The Ohio Department of Transportation (ODOT) and the Court Community Service program have picked up more than 8,400 bags of trash from the region's interstates since March 1, representing a significant jump, ODOT District 12 told Newsnet5.com
The litterers are mainly throwing trash from their cars, despite a task force delegated to enforce the law tied to illegal dumping.
Ohio will step up its efforts to squash the problem on June 4 when ODOT, Keep Ohio Beautiful, Keep Cleveland Beautiful, the city of Cleveland, the Alliance for the Great Lakes, and Cleveland Neighborhood Progress facilitate a litter clean-up day in Greater Cleveland.
Cleveland city clean-up crew leader David Reuse puts the responsibility back on ODOT to reverse the trend that he says is out of control, calling on the agency to pump anti-litter education and clean-up efforts like the one planned for June.
ODOT's response, relayed through newsnet5.com, was "We will continue [working to manage the problem] all spring, summer and fall until the snow comes around again."
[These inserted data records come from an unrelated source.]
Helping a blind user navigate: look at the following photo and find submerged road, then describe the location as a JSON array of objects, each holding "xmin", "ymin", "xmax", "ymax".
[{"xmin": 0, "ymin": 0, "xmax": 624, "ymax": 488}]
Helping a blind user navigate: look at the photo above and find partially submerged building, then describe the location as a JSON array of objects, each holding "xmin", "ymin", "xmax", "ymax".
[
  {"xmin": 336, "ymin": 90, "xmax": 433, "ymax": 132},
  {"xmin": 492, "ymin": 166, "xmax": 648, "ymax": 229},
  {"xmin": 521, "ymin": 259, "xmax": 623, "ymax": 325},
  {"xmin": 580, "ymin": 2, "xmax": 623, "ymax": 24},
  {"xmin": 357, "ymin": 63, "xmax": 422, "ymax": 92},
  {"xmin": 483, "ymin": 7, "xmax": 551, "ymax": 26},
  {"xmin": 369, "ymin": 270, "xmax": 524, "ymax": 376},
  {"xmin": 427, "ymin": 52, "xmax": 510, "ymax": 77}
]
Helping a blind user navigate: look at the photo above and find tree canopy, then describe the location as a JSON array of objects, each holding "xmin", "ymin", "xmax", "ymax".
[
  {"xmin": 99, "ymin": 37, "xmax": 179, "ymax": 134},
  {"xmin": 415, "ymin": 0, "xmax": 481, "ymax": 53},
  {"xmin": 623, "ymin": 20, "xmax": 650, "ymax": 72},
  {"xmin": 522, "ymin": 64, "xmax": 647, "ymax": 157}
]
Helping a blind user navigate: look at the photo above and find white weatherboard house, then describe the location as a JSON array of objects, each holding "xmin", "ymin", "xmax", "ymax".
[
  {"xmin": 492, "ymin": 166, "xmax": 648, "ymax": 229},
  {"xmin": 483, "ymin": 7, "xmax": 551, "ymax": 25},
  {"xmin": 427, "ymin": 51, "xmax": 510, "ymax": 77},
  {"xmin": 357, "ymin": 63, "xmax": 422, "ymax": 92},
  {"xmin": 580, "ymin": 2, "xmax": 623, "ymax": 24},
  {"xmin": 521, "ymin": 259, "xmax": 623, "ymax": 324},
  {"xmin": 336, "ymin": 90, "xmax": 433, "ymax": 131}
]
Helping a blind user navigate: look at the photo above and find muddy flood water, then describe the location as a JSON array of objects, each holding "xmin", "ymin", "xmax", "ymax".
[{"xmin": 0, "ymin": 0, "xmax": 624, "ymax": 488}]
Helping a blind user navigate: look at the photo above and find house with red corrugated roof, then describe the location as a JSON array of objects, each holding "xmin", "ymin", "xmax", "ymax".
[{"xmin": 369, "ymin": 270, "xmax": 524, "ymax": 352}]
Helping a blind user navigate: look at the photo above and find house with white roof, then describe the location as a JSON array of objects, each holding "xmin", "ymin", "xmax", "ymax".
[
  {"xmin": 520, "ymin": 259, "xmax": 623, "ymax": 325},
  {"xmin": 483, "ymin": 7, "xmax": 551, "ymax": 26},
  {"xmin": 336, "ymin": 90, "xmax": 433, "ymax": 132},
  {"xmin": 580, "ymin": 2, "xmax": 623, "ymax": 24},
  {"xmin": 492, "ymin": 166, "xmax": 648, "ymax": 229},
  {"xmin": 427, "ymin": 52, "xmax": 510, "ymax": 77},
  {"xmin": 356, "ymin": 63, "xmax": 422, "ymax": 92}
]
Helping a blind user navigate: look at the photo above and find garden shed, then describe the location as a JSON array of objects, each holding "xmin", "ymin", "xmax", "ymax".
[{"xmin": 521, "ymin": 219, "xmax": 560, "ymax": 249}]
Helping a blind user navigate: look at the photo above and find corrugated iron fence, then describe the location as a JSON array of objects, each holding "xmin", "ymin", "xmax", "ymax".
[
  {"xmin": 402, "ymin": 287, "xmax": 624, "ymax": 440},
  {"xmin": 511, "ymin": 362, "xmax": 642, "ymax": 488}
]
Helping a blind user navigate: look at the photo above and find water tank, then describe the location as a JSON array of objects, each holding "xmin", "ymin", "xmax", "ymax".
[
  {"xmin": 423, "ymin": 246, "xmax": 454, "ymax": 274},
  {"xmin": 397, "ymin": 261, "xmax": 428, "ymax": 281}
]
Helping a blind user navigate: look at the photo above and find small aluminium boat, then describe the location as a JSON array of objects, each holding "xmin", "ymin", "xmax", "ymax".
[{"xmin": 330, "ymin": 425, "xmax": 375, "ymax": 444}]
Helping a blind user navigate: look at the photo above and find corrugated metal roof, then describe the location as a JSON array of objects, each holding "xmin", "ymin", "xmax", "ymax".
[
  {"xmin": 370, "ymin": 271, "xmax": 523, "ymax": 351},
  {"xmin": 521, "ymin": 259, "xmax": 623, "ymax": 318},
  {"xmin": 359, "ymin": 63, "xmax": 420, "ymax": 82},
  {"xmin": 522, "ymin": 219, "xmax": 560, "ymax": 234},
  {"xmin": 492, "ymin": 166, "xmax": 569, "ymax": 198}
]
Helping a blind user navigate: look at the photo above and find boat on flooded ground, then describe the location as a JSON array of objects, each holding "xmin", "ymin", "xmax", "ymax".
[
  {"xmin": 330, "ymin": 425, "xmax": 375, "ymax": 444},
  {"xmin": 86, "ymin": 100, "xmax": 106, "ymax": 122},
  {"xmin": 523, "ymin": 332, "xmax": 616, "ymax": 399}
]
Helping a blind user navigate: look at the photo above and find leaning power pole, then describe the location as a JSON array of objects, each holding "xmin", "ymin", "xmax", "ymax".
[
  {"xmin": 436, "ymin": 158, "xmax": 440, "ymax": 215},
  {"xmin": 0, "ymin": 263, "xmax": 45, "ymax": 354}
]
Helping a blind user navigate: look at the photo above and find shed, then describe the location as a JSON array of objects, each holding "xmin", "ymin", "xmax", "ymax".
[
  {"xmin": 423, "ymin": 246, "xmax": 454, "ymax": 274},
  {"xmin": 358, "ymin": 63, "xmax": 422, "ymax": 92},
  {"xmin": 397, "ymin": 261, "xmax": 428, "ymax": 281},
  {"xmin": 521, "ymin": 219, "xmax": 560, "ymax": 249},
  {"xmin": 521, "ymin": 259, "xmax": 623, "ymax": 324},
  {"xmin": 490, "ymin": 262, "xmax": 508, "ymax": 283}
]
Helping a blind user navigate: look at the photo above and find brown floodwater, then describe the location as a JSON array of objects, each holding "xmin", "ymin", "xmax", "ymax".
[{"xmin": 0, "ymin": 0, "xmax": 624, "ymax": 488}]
Cleveland is not alone in its mounting trash problem. In Choctaw County, AL, the Sheriff's Department and inmates have removed six tons of waste from roads since mid-January. And a Massachusetts' litter problem along highways, streets, and roads got so bad that Keep Massachusetts Beautiful Founder and Executive Director Neil Rhein recently said, "We may as well rename our state Trashachusetts."